For Breast Cancer Awareness month in October 2021, Aviva released data on the claims it had paid out for 2020 with relation to that one condition – £63,464,230 to Critical Illness customers (average payment £77,000) and £1,370,939 to individual income protection customers (average £20,000 annual benefits).

Breast Cancer was by far the most common reason for claim among women, accounting for 42% of all Critical Illness claims. Moreover, the average age of a claimant was just 46 – even were you planning to retire around 65, this would still be a problem that might occur twenty years prior, which could cause significant issues to your plans.

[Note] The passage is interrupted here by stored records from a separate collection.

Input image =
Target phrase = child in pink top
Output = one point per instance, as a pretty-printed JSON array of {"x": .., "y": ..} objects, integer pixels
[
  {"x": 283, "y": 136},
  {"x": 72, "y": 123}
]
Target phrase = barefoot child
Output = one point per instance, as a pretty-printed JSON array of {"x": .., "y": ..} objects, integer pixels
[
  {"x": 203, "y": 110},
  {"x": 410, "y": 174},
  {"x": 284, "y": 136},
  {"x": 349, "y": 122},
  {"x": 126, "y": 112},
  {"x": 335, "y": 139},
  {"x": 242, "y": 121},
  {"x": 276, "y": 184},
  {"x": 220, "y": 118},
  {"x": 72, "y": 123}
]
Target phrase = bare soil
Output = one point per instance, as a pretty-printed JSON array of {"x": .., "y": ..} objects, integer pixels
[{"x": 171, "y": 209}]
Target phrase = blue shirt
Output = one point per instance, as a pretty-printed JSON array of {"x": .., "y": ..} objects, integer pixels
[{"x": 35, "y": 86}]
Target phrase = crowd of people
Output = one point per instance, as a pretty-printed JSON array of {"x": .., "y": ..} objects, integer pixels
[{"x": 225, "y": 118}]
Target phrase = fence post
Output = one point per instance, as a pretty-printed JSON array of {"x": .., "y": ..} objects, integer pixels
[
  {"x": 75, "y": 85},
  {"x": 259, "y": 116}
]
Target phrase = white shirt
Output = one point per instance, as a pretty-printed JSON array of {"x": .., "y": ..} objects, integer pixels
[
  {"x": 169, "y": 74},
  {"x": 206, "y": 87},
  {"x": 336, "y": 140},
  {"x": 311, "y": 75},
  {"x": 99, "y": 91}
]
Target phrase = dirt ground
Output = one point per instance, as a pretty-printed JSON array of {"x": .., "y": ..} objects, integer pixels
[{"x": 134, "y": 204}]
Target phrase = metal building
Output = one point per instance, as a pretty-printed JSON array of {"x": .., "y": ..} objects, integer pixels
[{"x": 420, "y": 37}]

Of course, nobody wants to think that they’ll fall ill with cancer or any other critical illness, but proper financial planning means taking account of the bad possibilities as well as the good ones. A critical illness diagnosis – even one like Breast Cancer with a high survival rate on early diagnosis – can leave you unable to work for long periods if not indefinitely. It can impact not just the theory of your retirement plans in terms of age and outlook, but the concrete means of getting to them by impacting your ability to work. For this reason alone, any thoroughly mapped out retirement plans should always include a proper amount of critical illness cover.

A basic CiC plan can provide a lump sum which may pay for treatment, cover lost income in the short term and ensure that other arrangements like investments do not suffer. Moreover, an Individual Income Protection plan can ensure that in the unfortunate case of a long-term critical illness, your inability to work doesn’t mean a sudden cessation of income to the household, which can be vital in assisting you to reach your retirement goals regardless.

Like anything relating to retirement planning, an early start is a good start – most critical illness cover will only get more expensive with each passing year, and the savings that you can make by taking such policies out at a younger age cannot be overstated – as you get older and the chances of you making a claim increase, so too do the premiums. By taking out cover when you are younger and healthier – which many may erroneously see as a waste – it’s possible you may enjoy   lower premiums, which will be of great benefit to you over time. And while we are considering worst case scenarios, although the average age for women claiming for Breast Cancer was 46, the youngest claimant in Aviva’s data was 27.

The point of insurance isn’t to scare a client or to rack up more expense, but to ensure that they have all the possibilities covered. Surprises are a bad thing when it comes to retirement planning, and whereas we can’t aspire to eliminate them entirely, we can certainly ensure that their impact on your plans is minimised.